With the state of JS today, you could essentially do a complete rewrite of the site using the backend as little more than a data store but you'd be constrained to the schema, the encoding quirks, the sub-HTML rules, and more, I'm sure.
The reason I come here is the community and culture as much as the expertise and this is a text based profession so, again personally, I don't care that much about the design and old-fashioned UI. Some monk with reading difficulty is going to assert I said nothing should be done. I didn't. I'd love a revamped site. I just don't volunteer others for jobs I'm unwilling to do.
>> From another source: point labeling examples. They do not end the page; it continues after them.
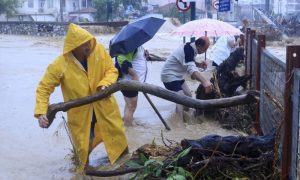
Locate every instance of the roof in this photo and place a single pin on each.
(84, 10)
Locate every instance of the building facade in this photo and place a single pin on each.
(55, 10)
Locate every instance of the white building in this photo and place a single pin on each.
(286, 7)
(55, 10)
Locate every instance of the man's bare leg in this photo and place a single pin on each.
(186, 91)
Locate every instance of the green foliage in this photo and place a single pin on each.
(8, 7)
(173, 12)
(101, 6)
(156, 168)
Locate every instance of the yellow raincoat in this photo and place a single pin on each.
(75, 83)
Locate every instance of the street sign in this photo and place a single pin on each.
(183, 5)
(224, 5)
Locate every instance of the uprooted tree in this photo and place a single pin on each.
(250, 97)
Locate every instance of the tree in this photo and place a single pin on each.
(8, 7)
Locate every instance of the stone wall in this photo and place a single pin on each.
(56, 28)
(34, 28)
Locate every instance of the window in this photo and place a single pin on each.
(50, 3)
(30, 3)
(83, 3)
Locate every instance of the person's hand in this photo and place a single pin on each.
(136, 78)
(202, 64)
(146, 54)
(102, 88)
(43, 120)
(208, 87)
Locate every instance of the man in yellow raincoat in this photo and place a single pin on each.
(84, 68)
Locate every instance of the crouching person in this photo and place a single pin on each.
(83, 69)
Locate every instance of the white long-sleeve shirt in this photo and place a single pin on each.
(179, 62)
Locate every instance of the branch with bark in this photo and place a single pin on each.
(250, 97)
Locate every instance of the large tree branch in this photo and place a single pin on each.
(251, 97)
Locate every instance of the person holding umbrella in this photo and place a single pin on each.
(81, 70)
(181, 61)
(222, 49)
(132, 66)
(126, 45)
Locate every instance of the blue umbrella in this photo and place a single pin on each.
(134, 35)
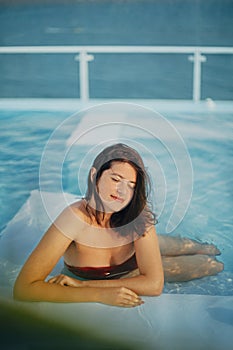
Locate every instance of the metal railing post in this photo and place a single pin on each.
(197, 59)
(83, 59)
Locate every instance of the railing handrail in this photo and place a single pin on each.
(84, 58)
(116, 49)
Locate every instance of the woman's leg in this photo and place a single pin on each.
(188, 267)
(175, 246)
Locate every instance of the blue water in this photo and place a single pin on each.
(208, 137)
(177, 22)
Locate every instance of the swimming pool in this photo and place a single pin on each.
(34, 141)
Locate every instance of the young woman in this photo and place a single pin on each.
(112, 254)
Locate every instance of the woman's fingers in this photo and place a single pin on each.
(128, 298)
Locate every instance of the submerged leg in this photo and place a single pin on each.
(174, 246)
(188, 267)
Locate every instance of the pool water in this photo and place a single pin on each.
(207, 135)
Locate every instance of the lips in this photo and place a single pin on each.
(117, 199)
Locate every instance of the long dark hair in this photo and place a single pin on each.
(137, 216)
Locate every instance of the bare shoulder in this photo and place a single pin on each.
(72, 219)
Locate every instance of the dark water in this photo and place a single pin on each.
(168, 22)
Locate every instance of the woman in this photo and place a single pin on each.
(112, 254)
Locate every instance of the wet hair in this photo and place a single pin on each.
(137, 216)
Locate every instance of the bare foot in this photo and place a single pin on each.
(208, 249)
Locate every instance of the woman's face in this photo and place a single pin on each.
(116, 186)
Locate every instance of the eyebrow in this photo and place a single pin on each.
(116, 174)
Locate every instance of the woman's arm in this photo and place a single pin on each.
(31, 283)
(150, 280)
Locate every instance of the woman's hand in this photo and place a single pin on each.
(120, 296)
(64, 280)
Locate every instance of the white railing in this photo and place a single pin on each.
(85, 54)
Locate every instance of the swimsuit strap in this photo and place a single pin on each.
(105, 272)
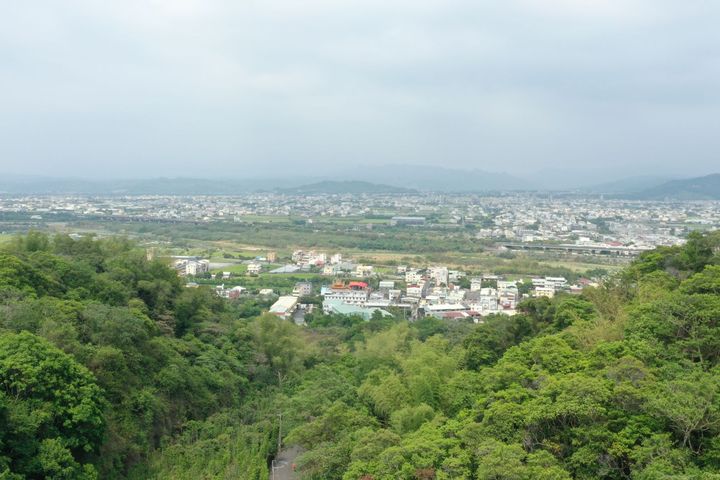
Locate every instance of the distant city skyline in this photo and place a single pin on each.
(599, 90)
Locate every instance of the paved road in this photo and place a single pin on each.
(283, 464)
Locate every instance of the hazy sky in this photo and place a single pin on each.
(183, 87)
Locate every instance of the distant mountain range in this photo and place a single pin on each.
(348, 186)
(698, 188)
(386, 179)
(439, 179)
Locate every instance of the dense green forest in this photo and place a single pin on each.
(110, 368)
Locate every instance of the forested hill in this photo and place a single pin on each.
(109, 368)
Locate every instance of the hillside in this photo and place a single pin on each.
(340, 187)
(698, 188)
(438, 179)
(110, 368)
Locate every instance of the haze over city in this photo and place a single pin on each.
(214, 89)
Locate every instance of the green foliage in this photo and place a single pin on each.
(110, 369)
(51, 409)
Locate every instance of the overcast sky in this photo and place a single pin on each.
(138, 88)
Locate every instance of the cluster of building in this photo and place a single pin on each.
(191, 266)
(434, 291)
(520, 217)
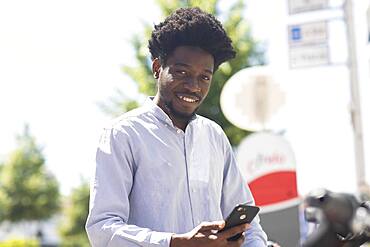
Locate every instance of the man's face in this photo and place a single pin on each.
(184, 81)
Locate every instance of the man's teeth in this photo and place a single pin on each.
(190, 100)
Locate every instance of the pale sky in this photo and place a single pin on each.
(59, 58)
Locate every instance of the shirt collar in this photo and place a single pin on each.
(159, 113)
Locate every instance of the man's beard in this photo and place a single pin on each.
(180, 115)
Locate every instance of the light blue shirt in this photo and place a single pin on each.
(153, 180)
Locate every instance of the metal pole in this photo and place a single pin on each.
(355, 96)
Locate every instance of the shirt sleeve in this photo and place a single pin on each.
(109, 197)
(235, 190)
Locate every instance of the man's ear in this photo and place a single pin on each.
(156, 68)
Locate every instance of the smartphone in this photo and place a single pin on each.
(241, 214)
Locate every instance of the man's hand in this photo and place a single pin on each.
(206, 234)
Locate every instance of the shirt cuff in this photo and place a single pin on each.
(162, 239)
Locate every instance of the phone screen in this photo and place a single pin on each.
(241, 214)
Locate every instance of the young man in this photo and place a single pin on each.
(164, 175)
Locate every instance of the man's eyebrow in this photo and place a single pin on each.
(188, 66)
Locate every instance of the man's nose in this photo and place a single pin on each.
(192, 84)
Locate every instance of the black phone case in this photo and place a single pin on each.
(241, 214)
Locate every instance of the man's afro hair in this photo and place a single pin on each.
(192, 27)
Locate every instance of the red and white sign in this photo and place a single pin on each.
(268, 165)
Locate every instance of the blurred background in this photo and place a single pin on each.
(68, 67)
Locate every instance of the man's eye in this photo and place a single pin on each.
(206, 78)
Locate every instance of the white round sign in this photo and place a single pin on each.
(250, 98)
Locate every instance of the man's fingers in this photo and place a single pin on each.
(232, 231)
(238, 242)
(214, 225)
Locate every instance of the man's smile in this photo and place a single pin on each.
(188, 98)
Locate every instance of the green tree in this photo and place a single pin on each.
(248, 53)
(75, 212)
(28, 192)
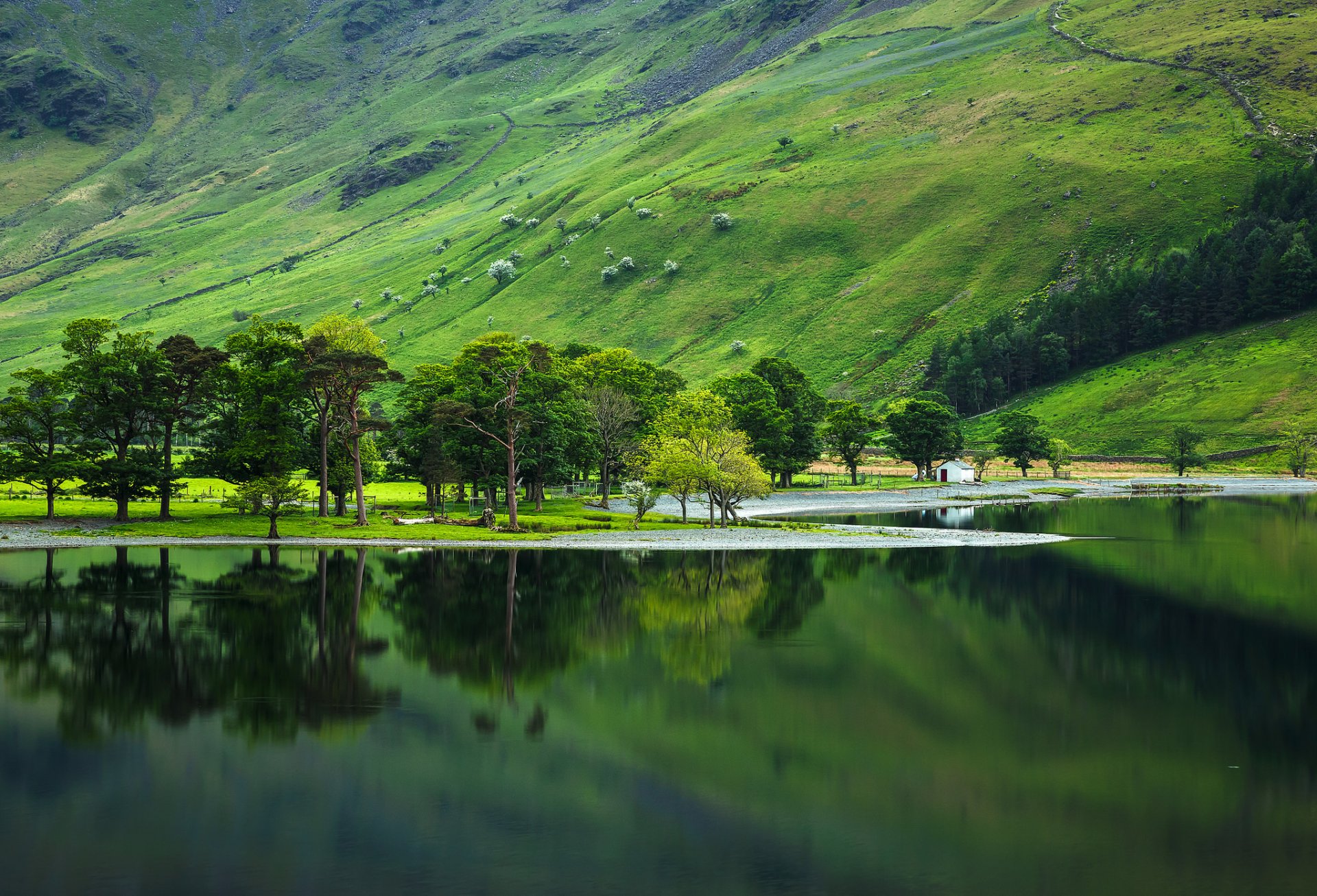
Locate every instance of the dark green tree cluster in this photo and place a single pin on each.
(111, 414)
(1259, 266)
(780, 410)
Re^8: Update the GUI (What we want?)
by LanX (Saint) on Jul 23, 2016 at 13:07 UTC
|
Hey
Thanks. I'm not trying to "volunteer" you, I just prefer to (over ;) analyze a project before getting involved!
So questioning you're reasoning results in more informations. ..
Not sure what
- Ajax voting, (why should this be hard?)
- readily available data, (?)
- tagging system, (well we have tags. ..)
- the schema, (can't tell)
- the encoding quirks, (?)
- the sub-HTML rules, (???) °
- and more,
Actually mean in detail, but my primary concern is the visual representation of the Perl community. (Updated some comments out of curiosity )
Compare Metacpan to Cpan, just the visual impression.
I haven't seen a modern responsive design yet without JS, and JS is a good mean to get people involved who don't dare reading all Tolstoy's developer wiki. ;)
Though I have to say your ...
> If a job is even 10% harder than it absolutely needs to be,
... reasoning sounds like a perfect justification to abandon Perl 5 and to wait til 6 is ready. :b
°) are sub-html rules followed by sub-humans? ;-p
update
Added comments to list of deficiencies | [reply] |
|
|
- Ajax voting, (why should this be hard?)
- There is no REST interface; pretty sure. Writing a JS interface overlaid on a legacy HTML interface is possible but *terribly* verbose and not fun at all.
- readily available data, (?)
- SO publishes tons of sliced data on questions and answers. This doesn't exist in PM. Backend changes would be necessary to make it reasonable.
- tagging system, (well we have tags. ..)
- Questions are always and trivially tagged and untagged in SO. The tagging system here is completely free form and not useful as it stands.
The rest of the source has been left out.